At the heart of a Xiaomi phone is its preinstalled Android-based operating system (OS), MIUI, which allows consumers to customize the user interface (UI) and advanced users to tweak the otherwise hard-coded firmware of their handsets. For CEO Lei Jun, Xiaomi’s success lies in its ability to rely on its “hardcore fans” to generate word-of-mouth marketing. Every week, the company releases a new version of MIUI that it co-develops with leading users, responding to their feedback via the internet and online user forums, a feature that resonates especially with young users. By outsourcing the design and features of its OS to an online fan base, Xiaomi can lower the cost of software development and keep its end users excited. “When Apple develops its iOS 7, you have no idea what they will do with it before the release. It’s not like that for us. We will first ask what you want. […] Xiaomi is not selling a product, but an opportunity to participate,” Lei Jun said in an interview in 2013.

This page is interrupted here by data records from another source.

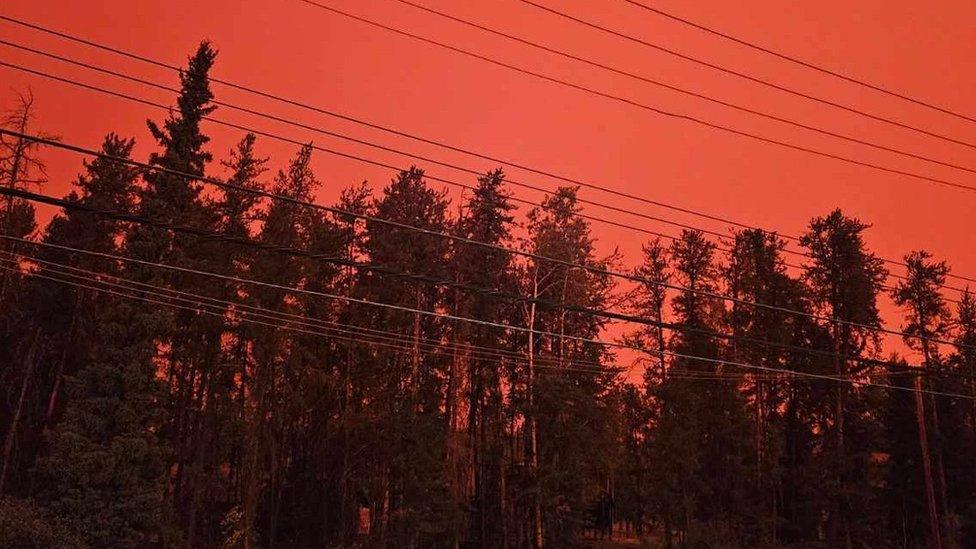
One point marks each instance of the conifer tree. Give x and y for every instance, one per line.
x=568, y=402
x=844, y=279
x=474, y=388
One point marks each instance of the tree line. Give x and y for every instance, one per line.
x=253, y=393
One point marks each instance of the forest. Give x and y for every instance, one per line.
x=194, y=352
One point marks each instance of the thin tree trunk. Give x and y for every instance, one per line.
x=8, y=444
x=935, y=534
x=537, y=503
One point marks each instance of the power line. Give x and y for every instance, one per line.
x=236, y=306
x=748, y=77
x=384, y=269
x=385, y=165
x=807, y=64
x=669, y=353
x=225, y=307
x=644, y=106
x=198, y=232
x=441, y=144
x=204, y=304
x=678, y=89
x=491, y=292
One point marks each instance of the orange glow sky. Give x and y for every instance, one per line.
x=923, y=49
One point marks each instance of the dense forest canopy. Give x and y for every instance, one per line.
x=192, y=355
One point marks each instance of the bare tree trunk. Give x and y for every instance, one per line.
x=8, y=444
x=533, y=435
x=927, y=467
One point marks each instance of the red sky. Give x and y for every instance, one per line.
x=923, y=49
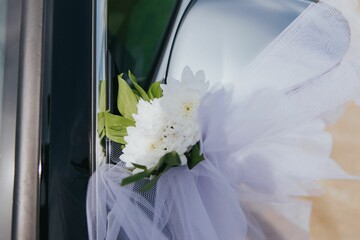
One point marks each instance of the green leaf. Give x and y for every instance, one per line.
x=134, y=178
x=116, y=126
x=155, y=90
x=101, y=125
x=169, y=160
x=139, y=166
x=127, y=100
x=137, y=87
x=195, y=156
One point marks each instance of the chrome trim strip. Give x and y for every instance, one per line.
x=27, y=154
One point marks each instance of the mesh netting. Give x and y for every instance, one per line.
x=264, y=142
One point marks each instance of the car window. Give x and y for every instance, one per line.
x=136, y=32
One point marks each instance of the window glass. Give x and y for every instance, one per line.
x=137, y=30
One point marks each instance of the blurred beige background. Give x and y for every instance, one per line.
x=336, y=214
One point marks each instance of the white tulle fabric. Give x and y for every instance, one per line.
x=264, y=142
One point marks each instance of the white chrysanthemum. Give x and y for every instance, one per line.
x=166, y=124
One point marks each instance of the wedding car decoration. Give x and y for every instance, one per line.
x=261, y=133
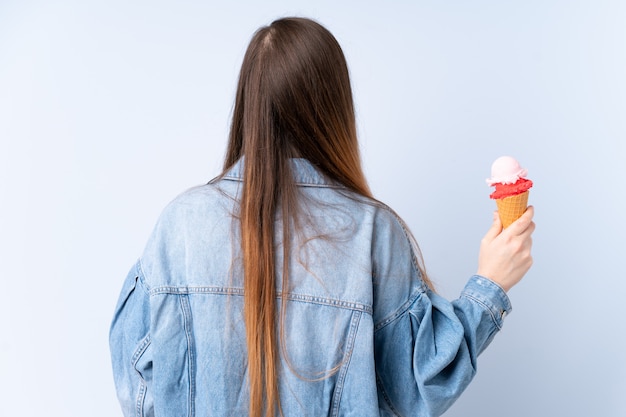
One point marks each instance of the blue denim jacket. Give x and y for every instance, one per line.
x=363, y=335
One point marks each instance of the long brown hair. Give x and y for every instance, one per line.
x=293, y=100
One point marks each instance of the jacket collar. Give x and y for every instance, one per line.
x=304, y=172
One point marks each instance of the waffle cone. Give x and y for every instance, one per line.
x=511, y=208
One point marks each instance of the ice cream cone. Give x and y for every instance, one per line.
x=511, y=208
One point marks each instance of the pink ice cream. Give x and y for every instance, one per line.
x=508, y=177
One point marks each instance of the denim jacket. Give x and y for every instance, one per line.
x=362, y=335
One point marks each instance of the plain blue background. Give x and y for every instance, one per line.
x=109, y=109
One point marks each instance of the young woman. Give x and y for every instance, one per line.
x=283, y=287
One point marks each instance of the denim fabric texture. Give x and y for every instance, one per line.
x=363, y=335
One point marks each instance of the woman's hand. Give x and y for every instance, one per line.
x=505, y=254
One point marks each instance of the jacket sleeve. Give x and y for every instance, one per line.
x=425, y=346
x=129, y=341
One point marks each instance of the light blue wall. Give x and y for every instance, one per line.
x=108, y=110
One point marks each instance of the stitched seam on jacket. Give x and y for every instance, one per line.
x=186, y=310
x=485, y=307
x=400, y=311
x=354, y=326
x=349, y=305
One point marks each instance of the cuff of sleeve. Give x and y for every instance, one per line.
x=490, y=295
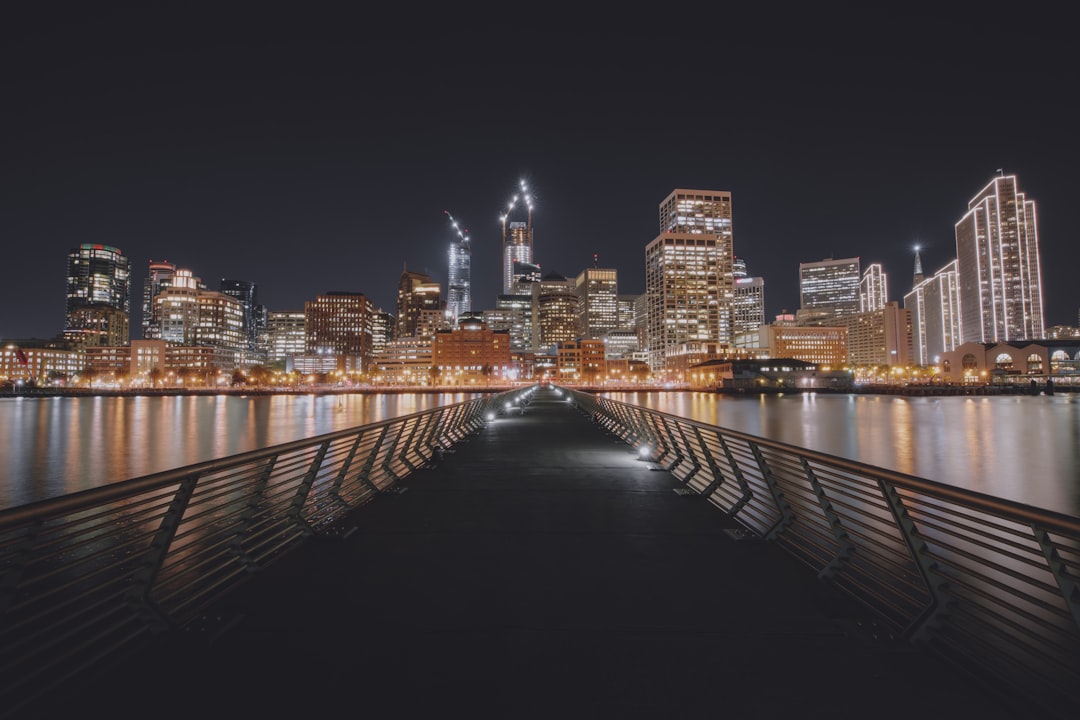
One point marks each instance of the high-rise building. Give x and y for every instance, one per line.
x=997, y=253
x=98, y=296
x=459, y=283
x=689, y=276
x=827, y=288
x=339, y=324
x=246, y=293
x=516, y=240
x=934, y=304
x=555, y=311
x=597, y=290
x=748, y=308
x=873, y=288
x=419, y=298
x=158, y=277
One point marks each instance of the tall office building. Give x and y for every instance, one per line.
x=418, y=298
x=246, y=293
x=827, y=289
x=98, y=296
x=748, y=307
x=934, y=306
x=340, y=324
x=997, y=253
x=159, y=276
x=459, y=282
x=689, y=277
x=597, y=290
x=873, y=288
x=516, y=240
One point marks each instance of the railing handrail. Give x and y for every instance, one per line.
x=988, y=584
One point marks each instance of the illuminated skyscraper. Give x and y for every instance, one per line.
x=516, y=243
x=597, y=289
x=873, y=288
x=997, y=253
x=459, y=285
x=159, y=276
x=827, y=288
x=98, y=296
x=689, y=276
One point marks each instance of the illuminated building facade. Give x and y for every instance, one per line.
x=472, y=353
x=516, y=240
x=286, y=335
x=98, y=296
x=827, y=289
x=597, y=290
x=689, y=275
x=418, y=298
x=934, y=304
x=998, y=271
x=339, y=324
x=159, y=276
x=873, y=288
x=555, y=311
x=459, y=284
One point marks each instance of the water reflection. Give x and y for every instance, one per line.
x=1022, y=448
x=61, y=445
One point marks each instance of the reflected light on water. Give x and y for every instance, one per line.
x=56, y=446
x=1017, y=447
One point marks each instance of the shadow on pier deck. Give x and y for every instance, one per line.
x=538, y=571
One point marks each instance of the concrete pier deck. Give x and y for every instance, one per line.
x=540, y=570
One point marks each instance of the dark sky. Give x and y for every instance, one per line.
x=310, y=149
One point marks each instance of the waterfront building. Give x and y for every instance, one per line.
x=512, y=313
x=339, y=324
x=246, y=293
x=286, y=335
x=158, y=277
x=822, y=344
x=42, y=362
x=555, y=311
x=934, y=304
x=748, y=306
x=597, y=290
x=516, y=239
x=1014, y=362
x=879, y=337
x=689, y=279
x=404, y=362
x=459, y=276
x=98, y=296
x=472, y=353
x=998, y=271
x=418, y=296
x=581, y=361
x=827, y=288
x=873, y=288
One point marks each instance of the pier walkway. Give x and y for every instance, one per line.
x=540, y=570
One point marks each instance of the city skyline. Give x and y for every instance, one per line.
x=292, y=158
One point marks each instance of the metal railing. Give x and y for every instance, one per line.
x=987, y=584
x=88, y=574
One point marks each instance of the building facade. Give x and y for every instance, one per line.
x=689, y=276
x=998, y=271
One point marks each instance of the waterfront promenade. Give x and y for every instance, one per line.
x=540, y=570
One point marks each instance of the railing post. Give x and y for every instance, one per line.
x=921, y=628
x=139, y=595
x=786, y=514
x=844, y=541
x=1069, y=588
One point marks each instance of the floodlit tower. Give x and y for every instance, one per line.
x=516, y=245
x=458, y=286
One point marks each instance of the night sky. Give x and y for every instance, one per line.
x=311, y=149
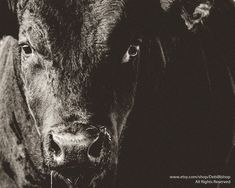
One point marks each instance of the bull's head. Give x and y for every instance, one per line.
x=79, y=81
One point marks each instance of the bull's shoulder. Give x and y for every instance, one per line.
x=8, y=54
x=17, y=133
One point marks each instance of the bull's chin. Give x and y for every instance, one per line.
x=71, y=178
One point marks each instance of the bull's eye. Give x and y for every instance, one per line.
x=131, y=53
x=133, y=50
x=26, y=49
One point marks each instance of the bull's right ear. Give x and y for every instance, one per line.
x=8, y=18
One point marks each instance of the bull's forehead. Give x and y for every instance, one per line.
x=84, y=25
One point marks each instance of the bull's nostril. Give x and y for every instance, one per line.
x=95, y=149
x=54, y=147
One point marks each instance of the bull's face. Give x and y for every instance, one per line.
x=79, y=81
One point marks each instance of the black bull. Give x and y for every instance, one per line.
x=68, y=86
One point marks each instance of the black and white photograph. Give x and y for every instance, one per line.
x=117, y=93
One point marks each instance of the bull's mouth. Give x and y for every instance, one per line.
x=71, y=178
x=59, y=179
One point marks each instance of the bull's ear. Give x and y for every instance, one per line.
x=8, y=18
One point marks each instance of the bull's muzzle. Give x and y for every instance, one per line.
x=76, y=146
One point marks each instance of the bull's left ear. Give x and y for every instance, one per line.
x=8, y=18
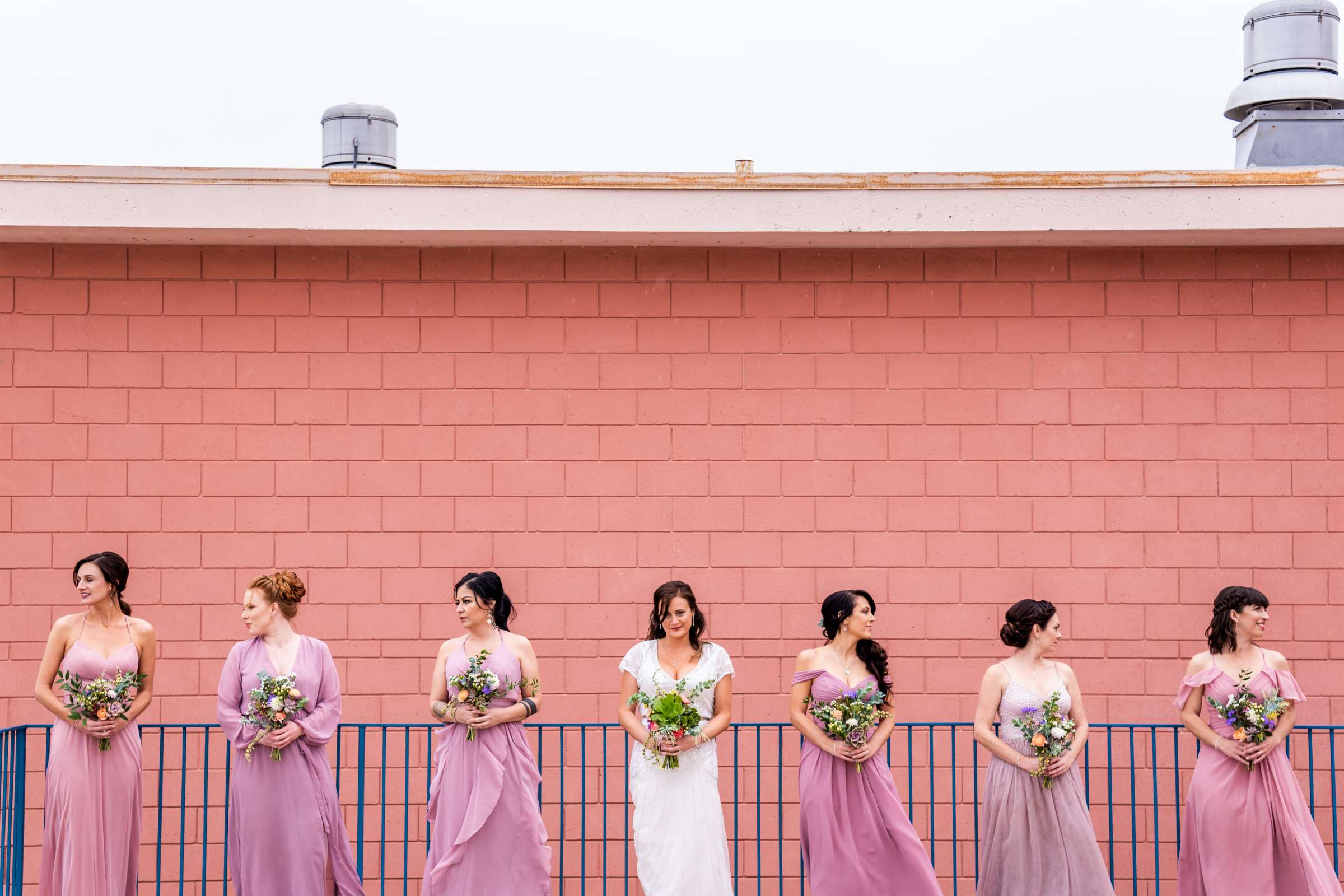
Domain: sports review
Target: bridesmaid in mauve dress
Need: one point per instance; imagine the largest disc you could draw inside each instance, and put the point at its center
(91, 846)
(487, 833)
(284, 817)
(1033, 839)
(855, 834)
(1245, 830)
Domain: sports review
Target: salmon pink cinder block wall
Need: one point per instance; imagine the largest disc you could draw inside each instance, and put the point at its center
(1119, 430)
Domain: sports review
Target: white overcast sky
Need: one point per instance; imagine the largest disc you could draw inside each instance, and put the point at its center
(523, 85)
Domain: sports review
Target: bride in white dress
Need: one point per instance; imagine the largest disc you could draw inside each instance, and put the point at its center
(680, 847)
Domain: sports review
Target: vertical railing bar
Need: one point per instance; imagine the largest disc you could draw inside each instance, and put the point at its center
(1110, 806)
(582, 810)
(736, 846)
(778, 804)
(1177, 781)
(758, 809)
(407, 809)
(382, 814)
(562, 810)
(911, 772)
(933, 843)
(1335, 804)
(1311, 773)
(1158, 872)
(1133, 816)
(975, 793)
(205, 809)
(229, 794)
(429, 777)
(626, 816)
(953, 732)
(182, 817)
(606, 773)
(7, 777)
(159, 836)
(360, 805)
(19, 797)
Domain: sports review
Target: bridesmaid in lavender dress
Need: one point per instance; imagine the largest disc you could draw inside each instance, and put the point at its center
(284, 819)
(487, 833)
(1245, 830)
(855, 834)
(1033, 839)
(92, 839)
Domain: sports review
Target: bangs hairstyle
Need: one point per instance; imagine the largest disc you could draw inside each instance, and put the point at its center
(1222, 631)
(663, 597)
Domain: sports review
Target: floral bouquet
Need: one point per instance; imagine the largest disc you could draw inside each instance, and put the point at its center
(100, 699)
(479, 684)
(270, 706)
(1050, 735)
(1250, 719)
(670, 715)
(851, 715)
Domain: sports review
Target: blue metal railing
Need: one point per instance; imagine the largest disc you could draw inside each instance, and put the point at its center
(384, 776)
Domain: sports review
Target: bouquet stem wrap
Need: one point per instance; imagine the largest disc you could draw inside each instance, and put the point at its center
(851, 715)
(100, 699)
(272, 706)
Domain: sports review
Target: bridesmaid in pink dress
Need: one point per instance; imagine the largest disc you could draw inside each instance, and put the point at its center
(1245, 830)
(487, 833)
(1034, 840)
(284, 820)
(855, 836)
(91, 846)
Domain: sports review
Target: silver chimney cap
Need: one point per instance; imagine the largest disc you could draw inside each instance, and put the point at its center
(1291, 54)
(358, 135)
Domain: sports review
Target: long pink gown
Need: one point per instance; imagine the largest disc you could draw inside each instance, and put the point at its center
(92, 840)
(1033, 839)
(487, 833)
(284, 819)
(855, 836)
(1248, 830)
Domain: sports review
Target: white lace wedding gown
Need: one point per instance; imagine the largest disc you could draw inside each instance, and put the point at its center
(680, 847)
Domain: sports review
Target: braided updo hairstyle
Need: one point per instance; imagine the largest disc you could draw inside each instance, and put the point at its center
(1222, 631)
(835, 610)
(284, 589)
(1020, 620)
(115, 571)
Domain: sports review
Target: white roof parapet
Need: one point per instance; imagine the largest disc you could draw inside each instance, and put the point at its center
(367, 207)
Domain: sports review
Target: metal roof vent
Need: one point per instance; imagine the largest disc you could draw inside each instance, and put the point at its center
(1291, 102)
(357, 135)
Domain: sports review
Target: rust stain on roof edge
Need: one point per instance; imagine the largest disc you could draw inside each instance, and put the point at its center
(933, 180)
(675, 180)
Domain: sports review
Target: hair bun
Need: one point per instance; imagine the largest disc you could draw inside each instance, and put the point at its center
(290, 587)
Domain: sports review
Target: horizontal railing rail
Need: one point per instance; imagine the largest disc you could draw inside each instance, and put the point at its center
(1133, 774)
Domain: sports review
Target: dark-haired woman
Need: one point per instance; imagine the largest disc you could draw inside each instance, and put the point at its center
(284, 817)
(854, 833)
(1245, 829)
(92, 837)
(680, 844)
(487, 832)
(1033, 837)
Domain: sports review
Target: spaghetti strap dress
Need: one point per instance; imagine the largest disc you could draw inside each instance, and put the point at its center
(91, 846)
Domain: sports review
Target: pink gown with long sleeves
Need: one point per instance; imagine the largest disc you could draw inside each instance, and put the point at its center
(284, 817)
(1248, 830)
(855, 836)
(91, 846)
(487, 833)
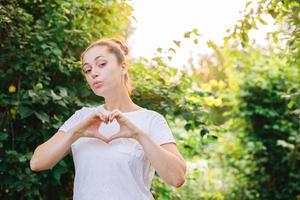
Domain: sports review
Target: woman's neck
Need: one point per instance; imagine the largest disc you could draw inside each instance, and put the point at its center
(120, 100)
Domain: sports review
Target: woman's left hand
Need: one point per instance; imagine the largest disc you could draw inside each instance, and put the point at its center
(127, 128)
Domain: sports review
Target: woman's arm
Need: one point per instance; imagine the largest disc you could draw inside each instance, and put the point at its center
(58, 146)
(52, 151)
(165, 159)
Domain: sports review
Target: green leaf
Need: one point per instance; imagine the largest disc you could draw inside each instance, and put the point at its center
(25, 111)
(42, 116)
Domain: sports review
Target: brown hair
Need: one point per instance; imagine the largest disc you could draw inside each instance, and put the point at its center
(120, 50)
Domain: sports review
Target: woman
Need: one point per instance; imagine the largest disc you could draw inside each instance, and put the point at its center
(116, 146)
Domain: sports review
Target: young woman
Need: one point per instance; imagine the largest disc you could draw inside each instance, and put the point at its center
(116, 146)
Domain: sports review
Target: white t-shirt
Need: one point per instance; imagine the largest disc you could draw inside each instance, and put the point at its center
(120, 169)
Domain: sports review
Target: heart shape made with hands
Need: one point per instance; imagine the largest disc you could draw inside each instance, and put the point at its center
(115, 125)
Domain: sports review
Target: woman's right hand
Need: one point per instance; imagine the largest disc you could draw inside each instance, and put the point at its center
(89, 127)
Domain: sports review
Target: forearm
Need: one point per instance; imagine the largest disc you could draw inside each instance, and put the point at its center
(51, 152)
(169, 166)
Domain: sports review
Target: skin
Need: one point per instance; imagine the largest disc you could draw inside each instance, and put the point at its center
(103, 68)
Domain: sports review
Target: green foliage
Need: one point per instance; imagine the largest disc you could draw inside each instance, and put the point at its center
(40, 46)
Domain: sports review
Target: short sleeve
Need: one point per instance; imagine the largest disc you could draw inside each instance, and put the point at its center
(160, 131)
(72, 121)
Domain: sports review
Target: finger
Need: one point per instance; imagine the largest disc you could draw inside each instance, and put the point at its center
(115, 136)
(101, 116)
(118, 116)
(104, 139)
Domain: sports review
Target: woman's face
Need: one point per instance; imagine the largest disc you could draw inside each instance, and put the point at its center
(102, 71)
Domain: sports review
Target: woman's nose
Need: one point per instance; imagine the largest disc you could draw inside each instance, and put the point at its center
(94, 72)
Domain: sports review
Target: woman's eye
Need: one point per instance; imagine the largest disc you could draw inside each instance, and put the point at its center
(101, 64)
(87, 71)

Xiaomi’s greatest achievement thus lies in the cultivation of an online following that relentlessly contributes to new phone features in creative ways, making the company’s mobile phone a continuous delight for its fan base and thereby catapulting the Beijing startup into the position of world’s fourth-largest mobile phone maker in less than eight years.

But most profound, perhaps, is Xiaomi’s taking the open innovation approach to other product categories. By March 2016, Xiaomi had invested in 55 startups making products from power banks to air purifiers. Of these companies, 29 were incubated from the ground up by Xiaomi, and four are already unicorns worth with over $1 billion. What Xiaomi offers to startups is a combination of funding and incubation by “taking non-controlling shares” and “leaving maximum interests to the startups” so that “they are much more incentivized and willing to fight on the front line,” explained Liu De, co-founder and vice president of Xiaomi.

Startups typically get access to Xiaomi’s brand and distribution—its online channel, its app, and its 300 offline stores. As a result, Xiaomi is poised as not only a low-cost phone maker but an emerging powerhouse among the makers of all-important “connected home devices.” “Our ecosystem even gives customers unusual new products that they never knew existed,” said Wang Xiang, Xiaomi’s senior vice president, while referring to the company’s Bluetooth speaker, an internet-enabled rice cooker, and the first affordable air purifier in China—products that the company claims are not only best in class but cost less than the existing products. This is why CEO Lei Jun believes customers will “keep coming back to Xiaomi’s Mi Home Store to see what we’ve got.”

Xiaomi’s grand vision is, of course, to reinvent the electronics and home appliance industry as we know it, and in its wake, it will also reshape the retailing landscape, much like how Apple reinvented the shopping experience for its iPhone. That’s a lot to ask, but it’s also a requirement of becoming a $100 billion company. A risky proposition? A full 45 pages of Xiaomi’s IPO application are dedicated to the topic of “risk factors.”